Wednesday 18 June 2008

BLD Plantation to develop 6,000ha in Sarawak

Wednesday June 18, 2008 The Star Online, Malaysia

BLD Plantation to develop 6,000ha in Sarawak

By JACK WONG

BLD Plantation Bhd will invest some RM110mil to develop 6,000ha of new oil palm plantations in Sarawak in the next three years.

Executive chairman Datuk Henry Lau Lee Kong said the company would be aggressive in its new planting programme as more than half of its 53,000ha land bank had not be developed.

He said it was timely to increase the planted area as prices of crude palm oil (CPO) had been good. The group currently has about 23,000ha planted with oil palm, with half of the plantations already producing fresh fruit bunches (FFBs).

“In three years, another 6,300ha of matured planted areas will be added,” Lau told StarBiz after the company AGM yesterday.

Last year, the group’s FFB production increased 3.6% to 211,000 tonnes. This is expected to grow to 266,000 tonnes this year, 290,000 tonnes next year and 320,000 tonnes in 2010.

Lau said expanding the group’s planted hectarage would also ensure an increasing supply of related products to feed its palm oil mill, refinery and kernel crushing plant.

Datuk Henry Lau Lee Kong
Wholly-owned subsidiary Kirana Palm Oil Refinery Sdn Bhd has invested more than RM100mil in a refinery and a dry fractionation plant in Bintulu. Both plants are now on trial production and are expected to begin commercial production next month.

The refinery, which has a processing capacity of about 1,200 tonnes of CPO a day, is now producing refined bleached and deodorised palm oil, palm olein, palm stearins and palm fatty acids distillate.

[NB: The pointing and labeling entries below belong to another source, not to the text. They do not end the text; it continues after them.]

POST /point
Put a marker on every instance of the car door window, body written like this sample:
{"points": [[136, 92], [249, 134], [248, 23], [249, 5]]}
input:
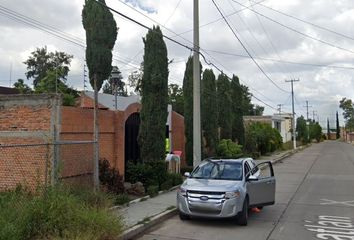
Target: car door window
{"points": [[264, 170], [247, 169]]}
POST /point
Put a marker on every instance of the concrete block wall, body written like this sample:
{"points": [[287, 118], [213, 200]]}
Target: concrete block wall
{"points": [[26, 119]]}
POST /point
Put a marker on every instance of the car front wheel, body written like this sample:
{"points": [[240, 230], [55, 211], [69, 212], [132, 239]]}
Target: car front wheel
{"points": [[243, 216], [183, 216]]}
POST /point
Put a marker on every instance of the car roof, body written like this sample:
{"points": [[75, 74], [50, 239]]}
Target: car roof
{"points": [[215, 159]]}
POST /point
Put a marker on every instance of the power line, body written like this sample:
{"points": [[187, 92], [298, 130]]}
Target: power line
{"points": [[173, 12], [281, 61], [307, 22], [217, 20], [295, 30], [249, 54]]}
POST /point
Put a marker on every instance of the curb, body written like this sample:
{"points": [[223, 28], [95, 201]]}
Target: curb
{"points": [[134, 231], [142, 199], [138, 229]]}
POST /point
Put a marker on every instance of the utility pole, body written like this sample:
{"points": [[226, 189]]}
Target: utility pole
{"points": [[279, 108], [85, 75], [294, 120], [313, 114], [196, 88], [10, 74], [307, 110]]}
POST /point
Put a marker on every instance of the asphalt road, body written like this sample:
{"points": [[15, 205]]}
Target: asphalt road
{"points": [[314, 200]]}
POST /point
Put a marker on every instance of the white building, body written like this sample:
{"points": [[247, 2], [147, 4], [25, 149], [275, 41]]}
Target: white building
{"points": [[283, 123]]}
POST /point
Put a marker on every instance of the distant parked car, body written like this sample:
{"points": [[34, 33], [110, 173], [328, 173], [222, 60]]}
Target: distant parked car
{"points": [[223, 188]]}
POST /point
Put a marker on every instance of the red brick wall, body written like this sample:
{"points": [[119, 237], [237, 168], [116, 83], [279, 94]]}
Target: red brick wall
{"points": [[77, 125]]}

The kernel crushing plant has a daily capacity of 300 tonnes. Its products include crude palm kernel oil and palm kernel expeller.

BLD Plantation would continue to look out for good plantation land locally, Lau said, adding, however, that it had no plans to expand its plantation business to Indonesia yet.

“The promotions on use of biofuels by the European and other governments, as well as the recent import duties cut in India on edible oils to curb inflation, augur well for the palm oil industry.

“In view of the tighter supply of global oils and fats and the price volatility of CPO, it is expected that the outlook for the industry will remain positive,” he added.

For the year ended Dec 31, 2007 (FY07), group revenue rose 13% to a record RM152mil from RM134mil in FY06.

Net profit more than doubled to RM37.8mil in FY07 from RM16.9mil previously.